Le concept de miel comme produit naturel pourrait être un oxymore, tant la réalité peut être différente. À cela de nombreuses raisons : la perte de la quantité et diversité florale face à une agriculture toujours plus intensive, l’excès de pesticides, la pollution de l’air, la brume électromagnétique actuelle, la réduction de la diversité génétique des abeilles par la logique constante de sélection de reines et son commerce mondial. Bien que les pratiques apicoles soient évoquées de manière marginale comme responsables, nous avons aussi une belle marge de progression vers des pratiques plus respectueuses de la nature de l’abeille.

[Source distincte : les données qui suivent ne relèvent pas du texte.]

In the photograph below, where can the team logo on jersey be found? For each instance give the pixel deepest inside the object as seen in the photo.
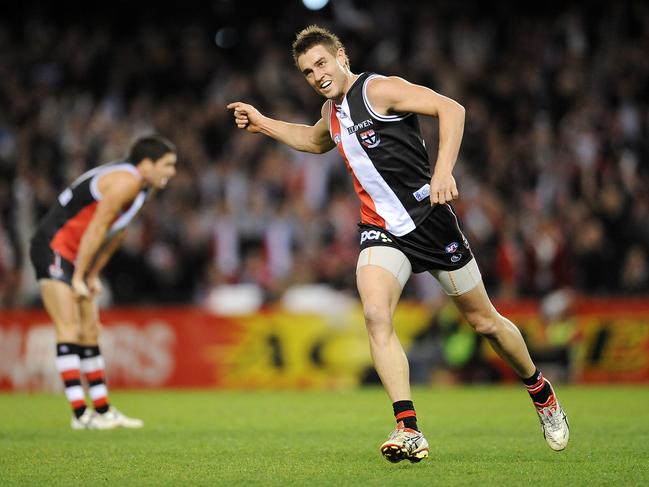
(452, 247)
(356, 127)
(55, 269)
(374, 235)
(422, 193)
(370, 138)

En effet, le stress des abeilles qui ne cessent d’être transportées d’un champ de monoculture à un autre, les blessures lorsque le pollen frais leur est retiré des pattes, les traitements avec des molécules qui migrent dans le miel (que nous ingérons par la suite), les importantes carences nutritionnelles induites par l’élaboration des miels de “cru” et les services de pollinisations des champs qui brillent par l’absence de diversité florale, si importante pour la santé des abeilles.
Il faut aussi avoir conscience de la contrepartie liée à l’obtention du label Bio : une certaine pression productiviste induite par la nécessité de devoir financer ce label, très peu adapté aux petites productions artisanales-. Ce label soulève pour moi de nombreuses questions. Dois-je entrer dans cette logique de production ou simplement conserver un lien de confiance avec mes clients. Jouer la transparence et être pédagogue plutôt que me reposer sur une institution qui fait office de médiateur entre les deux parties (en y tirant un bénéfice important) augmentant ainsi les prix du produit et le rendant moins accessible.
Comment souhaiterais-tu développer/faire évoluer cette activité?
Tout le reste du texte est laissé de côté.